According to the available literature, patients with no life-extending therapy option for their underlying malignant disease, with uncontrolled or refractory graft-versus-host-disease after allogeneic stem cell transplantation, unfavorable cancerrelated life-expectation (< 1 year), and patients who were bedridden most of the time within the last three months should not receive aggressive ICU therapies.
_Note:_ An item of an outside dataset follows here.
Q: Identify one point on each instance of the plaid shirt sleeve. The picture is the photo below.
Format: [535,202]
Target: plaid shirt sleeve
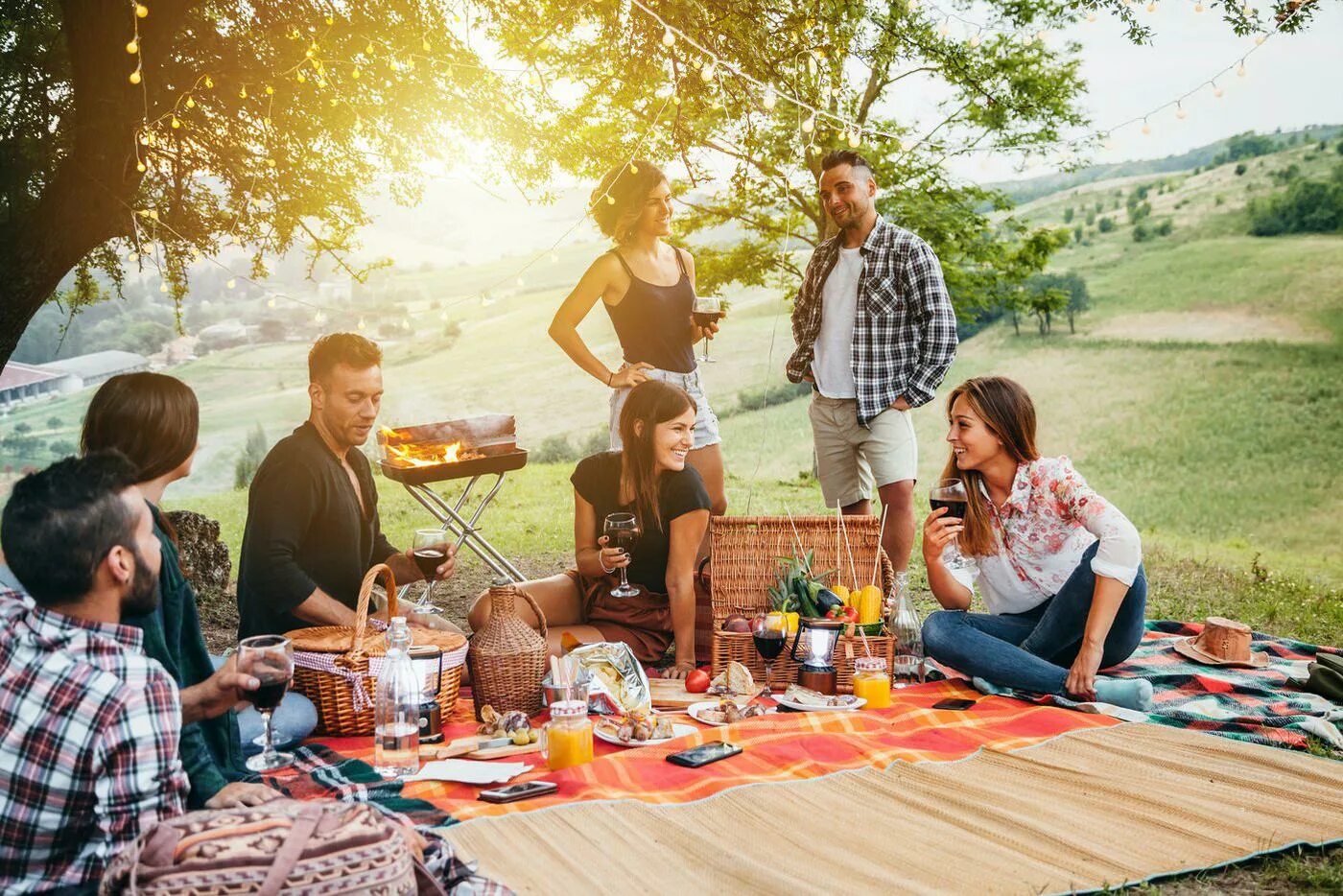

However, ICU admissions for management of a specific acute problem together with primary therapy limitations (such as do-notintubate orders) may be suitable in selected patients.

Unanswered questions

Several questions in the context of critically ill cancer patients remain unanswered:

  •  How effective is communication and collaboration between intensivists and hemato/oncologists with regard to clinical decision-making?
  •  What is the impact on outcome if no hemato/ oncologist is available due to the institutional structure?
  •  What are the specific needs of critically ill cancer patients’ families?
  •  How can we optimize the transition from full code ICU management to palliative care, if indicated?
  •  Early ICU admissions seem to be associated with a favorable outcome in cancer patients with ARF. However, if this applies to other organ dysfunctions remains unclear. Moreover, a recent publication suggested that treating patients with acute leukemia with hematological risk of early death in the ICU even in the absence of a manifest organ failure is associated with improved survival.
  •  How can we establish effective structures to identify patients in the wards who would profit from ICU admission?
  •  How safe and effective is the administration of intensive care measures in the setting of a normal ward?
  •  What would be the benefits of hemato/oncologic intermediate care units?

Volume dependency

The mortality rates of cancer patients with ARF and septic complications correlate with the number of treated cases per year per respective ICU (volume dependency). So-called high-volume ICUs are more likely to be part of a tertiary care or university hospital with an affiliated department of hemato/ oncology. This fact needs to be considered whenever assessing the research results related to the subject, as these are usually derived from highly specialized centers. Even though various data reported from nonspecialized centers are promising, some authors still report on disproportionally high mortality rates. Given the fact that every sixth to eighth European ICU patient suffers from an underlying malignant disease, educational measures should be encouraged to ensure optimal treatment of these patients in case of critical illness. In complex cases, however, transfer of patients to an expert center should be evaluated.

 The authors of this review suggest establishing local structures including joint educational sessions on the recent advances of cancer treatments and intensive care medicine, ICU admission policies for orientation, joint evaluation of ICU transfer candidates, daily interdisciplinary rounds of critically ill ICU cancer patients, as well as debriefing sessions subsequent to the treatment of challenging cases. Eventually, including basic elements of intensive care, as well as specific aspects of hematologic and oncologic patients into the curricula of future cancer specialists and intensivists, will benefit the patients.

Ref:Schellongowski, Peter et al. “Intensive Care for Cancer Patients: An Interdisciplinary Challenge for Cancer Specialists and Intensive Care Physicians.” Memo 9 (2016): 39–44.